Myrna woke up with a start and sensed a strange silence in the air. She quickly flipped on an electric switch and when the lights came on she breathed a sigh of relief. Dawn was just breaking so she went back to bed and pulled the comforter over her head. Something just did not feel right. As she rolled from side to side she wondered if she should just get up, have some coffee, and begin the day.

As the scent of coffee filled the air she pressed the on button on her computer and waited for the internet to come up. Twenty minutes later the screen still did not hold her Yahoo home page which she found quite odd. She flipped the TV on and found out the world was abuzz that the internet had suddenly disappeared over night. It seems the TSA had shut the whole shebang down and what was once a daily ritual of information was going to resume in a few weeks as solely an interactive propaganda and information mining run by a Chinese filtering machine. It was no surprise as in the last few weeks the net gates had gotten a little rickety and Google and Facebook went the way of MySpace.

Myrna had no landline,  her smartphone was as useless as a coaster, and now as obsolete as a door stop. The androids that were run by Samsung with all their Google tidbits wired in had already died a slow death a month ago. Techies had said the bottlenecks were getting narrower and the thirteen main facilities that controlled the internet had their clusters of root servers taken down. Even the tier 1 providers like AT&T and Canle and Wireless no longer controlled a thing and now Twitter was something the birds did.


She quickly got dressed and decided to go out and buy a newspaper. Immediately she found out the world had changed over night. The porn filmmaker Vivid was now going public and their stock was skyrocketing already as there was no more competition and soon they would re-open up 100's of shuttered video stores.

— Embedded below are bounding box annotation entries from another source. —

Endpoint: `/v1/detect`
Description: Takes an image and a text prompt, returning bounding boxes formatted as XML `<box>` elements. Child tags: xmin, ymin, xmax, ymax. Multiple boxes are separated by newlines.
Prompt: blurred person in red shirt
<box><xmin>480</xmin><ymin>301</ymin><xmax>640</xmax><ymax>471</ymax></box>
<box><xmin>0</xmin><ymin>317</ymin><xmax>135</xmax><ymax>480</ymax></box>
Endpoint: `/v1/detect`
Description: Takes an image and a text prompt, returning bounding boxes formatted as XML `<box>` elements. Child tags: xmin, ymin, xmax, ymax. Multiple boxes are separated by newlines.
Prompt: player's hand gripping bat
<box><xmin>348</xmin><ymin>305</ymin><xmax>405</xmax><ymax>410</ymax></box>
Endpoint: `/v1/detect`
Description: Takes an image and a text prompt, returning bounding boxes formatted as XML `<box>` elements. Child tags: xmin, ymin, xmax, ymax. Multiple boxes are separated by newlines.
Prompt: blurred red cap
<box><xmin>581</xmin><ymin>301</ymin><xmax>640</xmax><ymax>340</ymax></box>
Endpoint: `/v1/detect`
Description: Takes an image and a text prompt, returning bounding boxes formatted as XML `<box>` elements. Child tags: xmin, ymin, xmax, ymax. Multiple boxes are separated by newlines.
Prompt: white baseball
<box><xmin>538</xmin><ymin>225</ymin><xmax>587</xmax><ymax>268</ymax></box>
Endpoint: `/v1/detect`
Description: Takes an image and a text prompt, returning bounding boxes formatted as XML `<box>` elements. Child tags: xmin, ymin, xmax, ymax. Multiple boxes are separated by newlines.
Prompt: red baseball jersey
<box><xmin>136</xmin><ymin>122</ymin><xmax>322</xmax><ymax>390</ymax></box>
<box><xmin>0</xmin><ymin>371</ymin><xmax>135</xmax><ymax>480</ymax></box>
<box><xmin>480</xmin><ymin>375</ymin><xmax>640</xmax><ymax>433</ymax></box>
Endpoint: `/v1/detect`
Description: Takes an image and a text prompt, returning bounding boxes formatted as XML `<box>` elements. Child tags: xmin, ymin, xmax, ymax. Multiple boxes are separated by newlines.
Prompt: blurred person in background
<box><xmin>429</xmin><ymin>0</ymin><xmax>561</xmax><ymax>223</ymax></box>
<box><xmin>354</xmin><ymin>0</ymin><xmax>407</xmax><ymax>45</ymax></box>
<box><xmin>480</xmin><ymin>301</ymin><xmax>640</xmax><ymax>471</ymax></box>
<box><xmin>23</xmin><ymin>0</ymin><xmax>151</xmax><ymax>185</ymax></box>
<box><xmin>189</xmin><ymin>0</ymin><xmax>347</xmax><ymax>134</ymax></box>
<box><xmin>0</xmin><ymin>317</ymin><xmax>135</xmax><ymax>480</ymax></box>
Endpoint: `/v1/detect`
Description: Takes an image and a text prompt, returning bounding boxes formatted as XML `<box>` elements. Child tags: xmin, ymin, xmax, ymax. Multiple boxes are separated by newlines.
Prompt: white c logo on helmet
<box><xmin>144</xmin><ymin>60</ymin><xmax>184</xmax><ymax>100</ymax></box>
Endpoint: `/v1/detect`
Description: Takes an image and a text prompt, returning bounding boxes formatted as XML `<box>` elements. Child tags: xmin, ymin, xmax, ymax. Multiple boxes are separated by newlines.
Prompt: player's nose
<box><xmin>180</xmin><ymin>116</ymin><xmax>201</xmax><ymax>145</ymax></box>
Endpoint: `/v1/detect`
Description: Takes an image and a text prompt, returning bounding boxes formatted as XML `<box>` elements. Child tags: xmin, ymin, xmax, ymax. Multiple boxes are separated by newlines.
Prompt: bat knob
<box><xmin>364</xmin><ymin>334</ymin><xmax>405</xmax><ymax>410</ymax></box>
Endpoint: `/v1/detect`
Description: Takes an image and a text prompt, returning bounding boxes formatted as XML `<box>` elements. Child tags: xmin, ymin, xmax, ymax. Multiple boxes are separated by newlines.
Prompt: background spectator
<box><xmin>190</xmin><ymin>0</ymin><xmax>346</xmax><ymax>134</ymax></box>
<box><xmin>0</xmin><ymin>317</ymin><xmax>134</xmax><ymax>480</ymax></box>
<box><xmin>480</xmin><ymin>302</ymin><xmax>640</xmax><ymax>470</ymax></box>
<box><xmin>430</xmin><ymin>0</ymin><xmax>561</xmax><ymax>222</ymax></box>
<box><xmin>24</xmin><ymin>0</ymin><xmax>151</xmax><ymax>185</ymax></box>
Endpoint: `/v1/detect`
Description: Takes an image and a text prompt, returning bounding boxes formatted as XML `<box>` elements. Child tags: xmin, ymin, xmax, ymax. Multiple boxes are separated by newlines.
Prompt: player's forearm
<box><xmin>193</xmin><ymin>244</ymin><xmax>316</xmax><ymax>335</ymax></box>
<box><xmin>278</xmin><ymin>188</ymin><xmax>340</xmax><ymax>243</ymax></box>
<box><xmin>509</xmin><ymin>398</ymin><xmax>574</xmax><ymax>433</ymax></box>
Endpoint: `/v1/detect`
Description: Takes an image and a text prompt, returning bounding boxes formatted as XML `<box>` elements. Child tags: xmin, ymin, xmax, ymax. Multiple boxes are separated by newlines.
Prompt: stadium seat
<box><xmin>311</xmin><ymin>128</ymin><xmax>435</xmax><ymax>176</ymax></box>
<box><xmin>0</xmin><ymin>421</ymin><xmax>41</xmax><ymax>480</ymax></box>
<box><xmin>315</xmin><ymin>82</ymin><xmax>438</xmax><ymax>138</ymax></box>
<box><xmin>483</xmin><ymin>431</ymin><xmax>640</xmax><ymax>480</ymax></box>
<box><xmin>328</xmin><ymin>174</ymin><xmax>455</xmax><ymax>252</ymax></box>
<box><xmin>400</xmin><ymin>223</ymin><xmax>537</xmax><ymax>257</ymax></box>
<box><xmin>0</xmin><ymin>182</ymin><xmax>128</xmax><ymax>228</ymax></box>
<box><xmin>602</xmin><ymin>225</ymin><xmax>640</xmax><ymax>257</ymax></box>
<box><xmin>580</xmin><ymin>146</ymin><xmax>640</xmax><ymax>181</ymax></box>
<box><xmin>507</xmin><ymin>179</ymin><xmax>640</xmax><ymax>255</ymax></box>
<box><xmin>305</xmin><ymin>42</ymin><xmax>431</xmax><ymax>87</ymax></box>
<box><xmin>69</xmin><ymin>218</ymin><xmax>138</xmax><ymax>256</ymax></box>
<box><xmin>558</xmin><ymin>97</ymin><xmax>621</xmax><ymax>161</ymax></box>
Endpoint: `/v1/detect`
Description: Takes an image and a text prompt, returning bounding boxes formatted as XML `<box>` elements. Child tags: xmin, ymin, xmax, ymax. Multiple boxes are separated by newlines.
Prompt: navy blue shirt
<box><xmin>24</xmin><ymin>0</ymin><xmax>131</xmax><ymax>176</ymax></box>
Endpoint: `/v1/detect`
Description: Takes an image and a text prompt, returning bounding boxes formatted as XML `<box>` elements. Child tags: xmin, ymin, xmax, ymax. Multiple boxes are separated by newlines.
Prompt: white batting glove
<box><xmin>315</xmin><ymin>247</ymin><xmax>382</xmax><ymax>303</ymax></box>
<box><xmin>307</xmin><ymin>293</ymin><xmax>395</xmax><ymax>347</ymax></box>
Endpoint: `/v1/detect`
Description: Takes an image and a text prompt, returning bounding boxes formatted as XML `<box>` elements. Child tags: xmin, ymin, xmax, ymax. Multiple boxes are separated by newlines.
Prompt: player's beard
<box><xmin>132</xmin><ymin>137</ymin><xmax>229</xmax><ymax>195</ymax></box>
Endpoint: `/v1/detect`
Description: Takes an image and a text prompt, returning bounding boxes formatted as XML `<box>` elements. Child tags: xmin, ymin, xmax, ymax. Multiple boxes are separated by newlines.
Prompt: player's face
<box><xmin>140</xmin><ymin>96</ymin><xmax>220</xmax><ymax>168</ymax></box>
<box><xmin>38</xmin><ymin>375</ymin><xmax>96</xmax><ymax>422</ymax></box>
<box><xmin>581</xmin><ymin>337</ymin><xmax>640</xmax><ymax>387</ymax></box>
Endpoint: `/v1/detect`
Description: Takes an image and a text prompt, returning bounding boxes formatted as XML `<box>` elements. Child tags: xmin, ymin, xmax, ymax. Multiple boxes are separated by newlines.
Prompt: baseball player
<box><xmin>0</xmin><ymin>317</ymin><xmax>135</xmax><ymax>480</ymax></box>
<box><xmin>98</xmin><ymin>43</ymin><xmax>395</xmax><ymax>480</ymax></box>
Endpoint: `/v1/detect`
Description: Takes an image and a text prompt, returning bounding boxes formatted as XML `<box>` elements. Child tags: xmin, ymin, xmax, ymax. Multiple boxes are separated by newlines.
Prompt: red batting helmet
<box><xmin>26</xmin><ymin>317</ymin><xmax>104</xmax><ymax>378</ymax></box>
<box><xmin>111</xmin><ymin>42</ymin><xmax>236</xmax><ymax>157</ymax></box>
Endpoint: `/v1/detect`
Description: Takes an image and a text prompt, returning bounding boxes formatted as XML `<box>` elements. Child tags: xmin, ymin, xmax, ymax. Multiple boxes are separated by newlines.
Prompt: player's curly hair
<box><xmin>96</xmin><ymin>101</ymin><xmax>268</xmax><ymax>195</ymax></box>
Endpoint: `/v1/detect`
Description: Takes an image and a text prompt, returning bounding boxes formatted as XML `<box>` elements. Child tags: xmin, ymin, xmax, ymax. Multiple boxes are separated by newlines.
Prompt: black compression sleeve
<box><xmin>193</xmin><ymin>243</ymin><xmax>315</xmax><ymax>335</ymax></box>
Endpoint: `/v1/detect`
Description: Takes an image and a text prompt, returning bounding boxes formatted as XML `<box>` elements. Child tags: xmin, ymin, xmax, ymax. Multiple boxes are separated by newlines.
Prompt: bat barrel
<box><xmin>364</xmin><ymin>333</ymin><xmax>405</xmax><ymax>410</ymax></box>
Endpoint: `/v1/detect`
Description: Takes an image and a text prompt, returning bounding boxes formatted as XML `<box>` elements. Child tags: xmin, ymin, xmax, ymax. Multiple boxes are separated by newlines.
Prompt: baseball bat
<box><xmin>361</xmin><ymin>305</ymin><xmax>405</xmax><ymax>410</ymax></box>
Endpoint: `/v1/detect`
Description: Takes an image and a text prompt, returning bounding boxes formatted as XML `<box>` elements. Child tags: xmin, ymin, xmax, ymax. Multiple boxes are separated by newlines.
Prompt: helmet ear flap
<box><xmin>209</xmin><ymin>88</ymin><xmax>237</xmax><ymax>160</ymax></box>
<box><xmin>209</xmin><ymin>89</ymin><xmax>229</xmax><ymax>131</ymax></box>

As she slowly scanned the newspaper she noticed words were spelled wrong as writers had to remember how to spell again without the benefit of red squiggly lines informing them of misspelled words. Those that had been addicted to the internet had suddenly become illiterate. Classified ads were three times their size due to the loss of Craigslist and Nigerians were placing ads informing of many long lost relatives that had left millions of dollars to be claimed.  Ebay had been replaced by upcoming fleamarkets and Keyboard Cat tribute shows were now all the rage.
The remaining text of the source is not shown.